Как необходима и в то же время как недостаточна была такая прибавка к обычным поступлениям, явствовало из сметы на новый бюджетный год, которая была составлена с дефицитом, хотя казна и прибегла к новым займам, и это должно было повергнуть в ужас людей разумных, разбирающихся в вопросах экономики. Было совершенно ясно, что поимущественный налог ложится всей тяжестью на плечи городского населения, и поэтому депутаты от городов единодушно ополчились на ^/г-процентную налоговую квоту. В виде компенсации они требовали хотя бы отмены налога на мясо, который называли антинародным и допотопным. К тому же комиссия решительно настаивала на давно обещанном и все время откладываемом повышении жалования государственным служащим, и нельзя было отрицать, что оклады чиновникам, духовенству и учителям были мизерны. Но делать золото доктор Криппенрейтер не умел: «Меня не обучили, как делать золото», именно так он и выразился, – он не видел возможности ни отказаться от налога на мясо, ни улучшить положение государственных служащих.

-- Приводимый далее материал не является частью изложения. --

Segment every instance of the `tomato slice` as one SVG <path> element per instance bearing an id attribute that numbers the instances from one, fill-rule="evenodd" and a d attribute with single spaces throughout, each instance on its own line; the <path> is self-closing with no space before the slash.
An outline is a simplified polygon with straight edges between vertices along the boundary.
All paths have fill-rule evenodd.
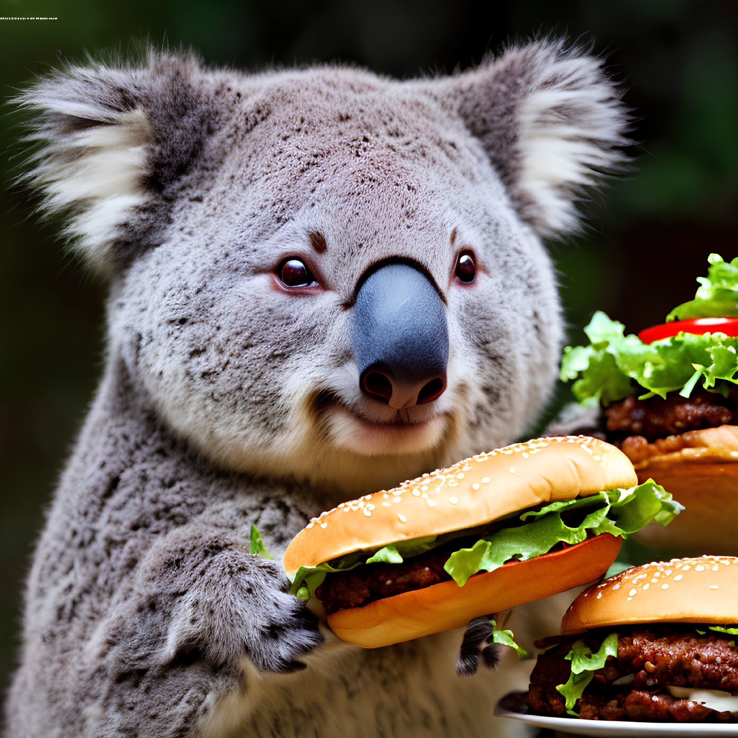
<path id="1" fill-rule="evenodd" d="M 689 318 L 686 320 L 675 320 L 661 325 L 652 325 L 638 334 L 638 338 L 644 343 L 651 343 L 661 338 L 676 336 L 684 333 L 702 335 L 703 333 L 724 333 L 726 336 L 738 336 L 738 318 Z"/>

Ему не оставалось ничего иного, как настаивать на своих тринадцати с половиной процентах, хотя он лучше других знал, что, даже если ландтаг и даст согласие, существенной пользы это не принесет: положение было серьезное, а пессимистически настроенные люди характеризовали его еще гораздо более мрачными словами.
В «Ведомостях государственного статистического управления» были опубликованы угрожающие данные об урожае за последние годы. Говорилось о ряде неблагоприятных для сельского хозяйства лет. Посевы пострадали от непогоды, града, засухи и ливней, озимые померзли, так как зима выдалась на редкость бесснежная и суровая; злопыхатели утверждали, – возможно, без достаточных оснований, – что климат испортился потому, что свели леса. Так или иначе, по статистическим данным, недобор зерна внушал серьезные опасения. Качество соломы, тоже собранной в недостаточном количестве, по словам официального органа, оставляло желать лучшего. Урожай картофеля согласно статистическим данным был значительно ниже среднего урожая за все последние десятилетия, не говоря уже о том, что не меньше десяти процентов этого сельскохозяйственного продукта было поражено болезнью. Сбор кормовых – клевера и люцерны – как по количеству, так и по качеству за последние два года был самым неблагоприятным за весь обозреваемый налоговый период, и с озимым рапсом, сеном и отавой дело обстояло не лучше. Упадок сельского хозяйства сказался на резко возросшей в этом отчетном году цифре продаж за недоимки, объяснявшиеся недородом. Для других государств это было бы весьма огорчительно, а для нас оказалось настоящей катастрофой.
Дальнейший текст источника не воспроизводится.